Kim’s failure to appear at North Korea’s 60th anniversary parade on September 9 sparked widespread conjecture that he was ill or even dead.
South Korean officials have said that he underwent brain surgery following a stroke around mid-August. Some reports said that Kim has suffered partial paralysis.
However, North Korean state television last week broadcast photographs which it said were of a recent inspection by Kim of a women’s artillery base.
“We’ve heard the news. We are checking it,” a spokesman for South Korea’s National Intelligence Service said of Saturday’s reports. He declined to say whether the spy agency had learned of the expected announcement from Yomiuri Shimbun or a different source.
Dr Pavel Felgenhauer, a Moscow-based military analyst, told Al Jazeera that there would likely be a power struggle in North Korea if it was announced that Kim had died.
“When the father of Kim Jong-il died there was a smooth transition because there was a clear heir to the throne, now there isn’t and there is a high possibility of a destabilisation of Korea,” he said.
“There are the military leaders who are very powerful, there is also the Kim family that is very powerful, clearly there are going to be divisions.”
Kim Jong-il ‘in control’
South Korea’s defence minister said on Friday that he believed that Kim remained in control in Pyongyang despite the widespread reports, but that the situation in North Korea was unpredictable.

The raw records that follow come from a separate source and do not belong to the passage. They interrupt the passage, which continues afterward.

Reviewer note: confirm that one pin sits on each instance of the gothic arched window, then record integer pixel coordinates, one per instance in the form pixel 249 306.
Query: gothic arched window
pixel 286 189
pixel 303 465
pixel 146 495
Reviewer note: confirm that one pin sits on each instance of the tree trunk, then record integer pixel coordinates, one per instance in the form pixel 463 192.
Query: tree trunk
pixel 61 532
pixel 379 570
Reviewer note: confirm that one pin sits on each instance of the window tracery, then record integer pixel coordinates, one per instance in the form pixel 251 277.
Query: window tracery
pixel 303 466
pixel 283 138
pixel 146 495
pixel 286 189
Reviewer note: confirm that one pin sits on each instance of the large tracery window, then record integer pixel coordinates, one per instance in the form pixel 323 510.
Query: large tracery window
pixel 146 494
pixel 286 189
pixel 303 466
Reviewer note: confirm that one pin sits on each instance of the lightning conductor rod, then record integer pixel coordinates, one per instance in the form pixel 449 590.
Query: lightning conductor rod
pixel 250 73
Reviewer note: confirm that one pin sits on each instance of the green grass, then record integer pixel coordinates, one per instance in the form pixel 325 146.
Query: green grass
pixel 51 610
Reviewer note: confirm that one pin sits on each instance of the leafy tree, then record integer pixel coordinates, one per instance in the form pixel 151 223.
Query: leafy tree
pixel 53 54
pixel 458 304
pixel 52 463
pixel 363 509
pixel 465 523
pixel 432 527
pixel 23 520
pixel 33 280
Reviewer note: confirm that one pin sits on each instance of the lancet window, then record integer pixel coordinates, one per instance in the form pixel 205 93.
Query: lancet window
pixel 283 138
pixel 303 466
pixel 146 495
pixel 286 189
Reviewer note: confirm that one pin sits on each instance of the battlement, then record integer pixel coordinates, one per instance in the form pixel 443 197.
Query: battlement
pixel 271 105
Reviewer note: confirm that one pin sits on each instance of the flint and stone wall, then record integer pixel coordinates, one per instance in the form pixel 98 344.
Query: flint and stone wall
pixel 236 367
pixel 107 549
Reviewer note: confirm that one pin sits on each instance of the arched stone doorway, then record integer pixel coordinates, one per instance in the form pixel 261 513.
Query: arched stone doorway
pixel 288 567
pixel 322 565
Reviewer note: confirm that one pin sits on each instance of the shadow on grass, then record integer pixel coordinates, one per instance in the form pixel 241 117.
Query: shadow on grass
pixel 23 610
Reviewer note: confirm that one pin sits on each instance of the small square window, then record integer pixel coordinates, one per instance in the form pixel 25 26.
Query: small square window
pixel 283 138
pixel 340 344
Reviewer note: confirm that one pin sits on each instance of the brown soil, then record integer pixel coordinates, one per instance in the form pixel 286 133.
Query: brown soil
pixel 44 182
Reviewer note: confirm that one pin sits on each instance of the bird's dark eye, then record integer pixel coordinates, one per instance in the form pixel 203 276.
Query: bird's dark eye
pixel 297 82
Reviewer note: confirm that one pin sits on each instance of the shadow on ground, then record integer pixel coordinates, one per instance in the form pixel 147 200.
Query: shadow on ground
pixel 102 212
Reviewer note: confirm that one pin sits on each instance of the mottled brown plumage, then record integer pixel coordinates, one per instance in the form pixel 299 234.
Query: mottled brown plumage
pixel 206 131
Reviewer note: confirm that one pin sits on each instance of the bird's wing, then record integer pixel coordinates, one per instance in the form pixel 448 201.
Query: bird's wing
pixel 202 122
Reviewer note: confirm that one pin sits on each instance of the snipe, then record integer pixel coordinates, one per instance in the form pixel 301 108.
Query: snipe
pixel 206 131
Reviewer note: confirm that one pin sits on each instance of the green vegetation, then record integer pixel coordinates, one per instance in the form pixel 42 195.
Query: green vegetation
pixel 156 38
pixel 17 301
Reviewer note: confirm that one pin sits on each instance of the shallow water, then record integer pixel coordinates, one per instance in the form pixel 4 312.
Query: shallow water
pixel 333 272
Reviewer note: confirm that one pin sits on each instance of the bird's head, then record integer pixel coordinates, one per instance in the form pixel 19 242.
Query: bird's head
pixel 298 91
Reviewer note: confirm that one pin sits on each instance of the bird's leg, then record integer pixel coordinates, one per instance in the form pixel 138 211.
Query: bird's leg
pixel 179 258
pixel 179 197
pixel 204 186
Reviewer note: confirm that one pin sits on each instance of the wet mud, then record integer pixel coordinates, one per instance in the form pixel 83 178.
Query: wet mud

|Kim’s absence from the country’s 60th anniversary parade sparked rumours [EPA]
“Kim Jong-il has not been seen in public for a while now, but both Korean and United States intelligence services estimate that he still has control over his administration,” Lee Sang-hee told reporters in Washington.
Lee, joined by Robert Gates, the US defence minister, said that Washington and Seoul were monitoring the situation closely.
He said the state of Kim’s health had “significant implications for the security of the Korean peninsula.
“Crisis or instability situations in North Korea could stem from many different causes, so it would be very difficult to predict them at this point,” he said.
On Thursday, Pyongyang threatened to end all relations with Seoul, a major source of aid and cash, in anger at moves by Lee Myung-bak, South Korea’s president, to cut off much of the largely unconditional aid it provides.
Analysts say that North Korea may feel that it is able to sever its connections with the South because of leverage gained by its renewed commitment to dismantling a nuclear plant.
“For North Korea right now reunification right now would be like the reunification of Germany; the disapperance of a Stalinist communist state, and of course the leadership is totally against that,” Felgenhauer told Al Jazeera.
“There could be again a crisis between the South and North, although hopefully this will just be the closing of borders and in a year or so they will go again for some kind of detente.”